The goal of the research is to model the relationship between air pollution and human health in the context of locally occurring synoptic weather patterns. Modelling of air pollution impacts on human health has traditionally treated climatological variables as potential confounders. The methods employed are essentially statistical in nature in which some variable is regressed on a number of covariates representing both air pollution and meteorology, with suitable adjustments to allow for seasonality, long-term trends, and serial correlation.

Synoptic categorisation of various weather elements into air masses is a technique that has also been applied to the modelling of human health impacts. The approach categorises weather patterns using factor analysis and offers categories that represent groupings of meteorological variables as they actually occur at any locale. The advantage of utilising this approach is that it captures the multivariate manifestation of the synergistic behaviour of a range of atmospheric variables. Previous research has shown increases in expected mortality due to 'oppressive' air masses, normally those with high temperatures and relative humidities.

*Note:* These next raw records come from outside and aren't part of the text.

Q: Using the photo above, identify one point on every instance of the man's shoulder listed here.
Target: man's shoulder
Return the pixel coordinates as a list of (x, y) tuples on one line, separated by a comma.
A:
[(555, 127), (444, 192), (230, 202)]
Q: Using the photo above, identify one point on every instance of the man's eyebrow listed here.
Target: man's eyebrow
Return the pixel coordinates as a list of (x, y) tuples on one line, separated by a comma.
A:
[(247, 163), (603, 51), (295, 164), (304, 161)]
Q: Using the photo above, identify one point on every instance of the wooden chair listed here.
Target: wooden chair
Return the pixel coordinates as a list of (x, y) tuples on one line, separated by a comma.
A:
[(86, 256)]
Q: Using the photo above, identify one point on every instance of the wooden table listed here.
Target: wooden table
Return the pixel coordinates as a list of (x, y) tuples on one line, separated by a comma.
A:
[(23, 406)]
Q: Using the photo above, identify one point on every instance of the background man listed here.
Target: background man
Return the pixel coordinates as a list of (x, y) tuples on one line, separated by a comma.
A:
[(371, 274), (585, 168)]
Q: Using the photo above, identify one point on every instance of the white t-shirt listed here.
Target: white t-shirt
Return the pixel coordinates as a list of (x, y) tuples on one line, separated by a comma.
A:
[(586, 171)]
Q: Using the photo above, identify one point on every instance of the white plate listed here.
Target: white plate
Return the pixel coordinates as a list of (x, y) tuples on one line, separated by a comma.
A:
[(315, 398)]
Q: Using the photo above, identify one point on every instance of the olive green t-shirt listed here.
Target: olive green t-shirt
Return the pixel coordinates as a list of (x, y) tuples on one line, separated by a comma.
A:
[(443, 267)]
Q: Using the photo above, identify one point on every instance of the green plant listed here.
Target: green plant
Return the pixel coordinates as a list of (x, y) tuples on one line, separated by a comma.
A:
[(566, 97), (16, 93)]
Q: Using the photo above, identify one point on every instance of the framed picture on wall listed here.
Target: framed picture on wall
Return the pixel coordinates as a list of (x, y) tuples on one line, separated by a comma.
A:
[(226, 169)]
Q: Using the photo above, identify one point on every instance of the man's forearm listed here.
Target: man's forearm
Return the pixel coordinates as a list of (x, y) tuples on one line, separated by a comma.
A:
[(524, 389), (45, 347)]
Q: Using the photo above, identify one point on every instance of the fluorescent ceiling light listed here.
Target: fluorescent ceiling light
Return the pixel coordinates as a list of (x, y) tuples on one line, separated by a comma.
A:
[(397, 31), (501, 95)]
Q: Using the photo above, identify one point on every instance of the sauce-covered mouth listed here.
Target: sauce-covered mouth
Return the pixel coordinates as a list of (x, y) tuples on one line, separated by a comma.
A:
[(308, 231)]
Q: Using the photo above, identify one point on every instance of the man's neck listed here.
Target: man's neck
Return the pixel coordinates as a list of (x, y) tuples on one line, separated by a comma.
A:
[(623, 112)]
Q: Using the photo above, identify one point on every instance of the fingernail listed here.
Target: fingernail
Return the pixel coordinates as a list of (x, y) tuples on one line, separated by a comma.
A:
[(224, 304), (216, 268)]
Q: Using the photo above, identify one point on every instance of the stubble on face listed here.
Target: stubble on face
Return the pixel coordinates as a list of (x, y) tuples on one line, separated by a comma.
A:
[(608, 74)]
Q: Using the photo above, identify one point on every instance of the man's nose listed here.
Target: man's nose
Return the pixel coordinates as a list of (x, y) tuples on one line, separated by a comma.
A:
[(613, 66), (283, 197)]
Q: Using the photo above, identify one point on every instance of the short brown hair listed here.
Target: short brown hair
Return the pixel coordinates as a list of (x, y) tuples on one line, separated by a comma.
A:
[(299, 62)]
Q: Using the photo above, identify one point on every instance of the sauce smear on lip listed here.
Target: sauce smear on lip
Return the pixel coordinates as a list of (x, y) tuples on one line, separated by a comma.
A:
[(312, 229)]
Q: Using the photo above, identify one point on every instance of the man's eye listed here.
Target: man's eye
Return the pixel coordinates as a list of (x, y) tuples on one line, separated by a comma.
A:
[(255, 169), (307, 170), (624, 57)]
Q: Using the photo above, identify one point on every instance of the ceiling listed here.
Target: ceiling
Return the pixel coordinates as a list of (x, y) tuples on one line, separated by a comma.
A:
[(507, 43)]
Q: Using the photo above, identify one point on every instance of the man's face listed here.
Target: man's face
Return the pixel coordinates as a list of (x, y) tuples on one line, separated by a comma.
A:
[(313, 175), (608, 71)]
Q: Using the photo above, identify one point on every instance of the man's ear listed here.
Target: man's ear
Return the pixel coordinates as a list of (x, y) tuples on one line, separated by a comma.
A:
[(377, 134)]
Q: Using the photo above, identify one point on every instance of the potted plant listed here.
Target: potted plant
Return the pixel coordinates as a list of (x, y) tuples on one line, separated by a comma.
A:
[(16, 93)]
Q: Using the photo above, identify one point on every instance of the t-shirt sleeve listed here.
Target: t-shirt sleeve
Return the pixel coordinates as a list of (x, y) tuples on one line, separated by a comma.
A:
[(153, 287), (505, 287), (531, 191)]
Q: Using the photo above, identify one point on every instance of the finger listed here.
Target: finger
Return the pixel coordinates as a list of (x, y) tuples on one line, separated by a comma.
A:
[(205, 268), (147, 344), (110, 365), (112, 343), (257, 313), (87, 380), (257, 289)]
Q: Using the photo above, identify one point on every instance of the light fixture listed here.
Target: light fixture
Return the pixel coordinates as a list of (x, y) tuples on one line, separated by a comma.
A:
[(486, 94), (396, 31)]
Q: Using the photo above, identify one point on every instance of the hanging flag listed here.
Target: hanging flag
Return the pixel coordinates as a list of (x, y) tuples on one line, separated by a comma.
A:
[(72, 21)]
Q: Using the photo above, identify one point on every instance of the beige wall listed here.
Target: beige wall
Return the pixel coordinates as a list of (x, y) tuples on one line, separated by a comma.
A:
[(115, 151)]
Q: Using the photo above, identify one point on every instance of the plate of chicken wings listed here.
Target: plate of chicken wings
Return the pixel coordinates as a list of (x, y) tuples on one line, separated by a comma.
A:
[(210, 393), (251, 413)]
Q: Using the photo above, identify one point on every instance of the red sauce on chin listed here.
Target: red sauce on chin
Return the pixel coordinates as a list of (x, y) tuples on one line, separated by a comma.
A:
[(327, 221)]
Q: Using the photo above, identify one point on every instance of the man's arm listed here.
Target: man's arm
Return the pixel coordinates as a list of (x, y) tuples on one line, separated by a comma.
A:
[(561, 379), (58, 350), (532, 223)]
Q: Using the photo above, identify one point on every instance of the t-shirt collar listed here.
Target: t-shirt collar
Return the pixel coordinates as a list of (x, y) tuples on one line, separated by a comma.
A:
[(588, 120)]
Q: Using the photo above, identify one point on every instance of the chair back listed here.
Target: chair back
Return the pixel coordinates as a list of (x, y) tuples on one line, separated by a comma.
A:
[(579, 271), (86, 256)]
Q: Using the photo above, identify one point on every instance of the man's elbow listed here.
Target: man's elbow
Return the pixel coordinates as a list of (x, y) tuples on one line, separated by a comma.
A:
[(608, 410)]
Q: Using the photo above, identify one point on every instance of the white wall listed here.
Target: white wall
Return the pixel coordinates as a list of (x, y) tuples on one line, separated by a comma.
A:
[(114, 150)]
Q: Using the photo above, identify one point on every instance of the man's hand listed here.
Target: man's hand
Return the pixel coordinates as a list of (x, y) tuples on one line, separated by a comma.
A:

Time series data for human mortality, air pollution concentrations and climatology were collected for a 15 year period, 1980 to 1994. Using locally-weighted smoothers and a generalised additive Poisson-modelling framework, relative risk ratios were calculated for human mortality of various air pollutant types. Air mass calendars were created and then incorporated as a factor variable into the regression in order to explain changes in mortality.

The research is unique because it looks at the total atmospheric exposure experienced by a population by integrating air pollution and climatological data into the assessment of human health impacts. The research also constitutes the basis for the development of a predictive tool which may be used to forecast the effects of thermal stress and high concentrations of air pollutants on human health.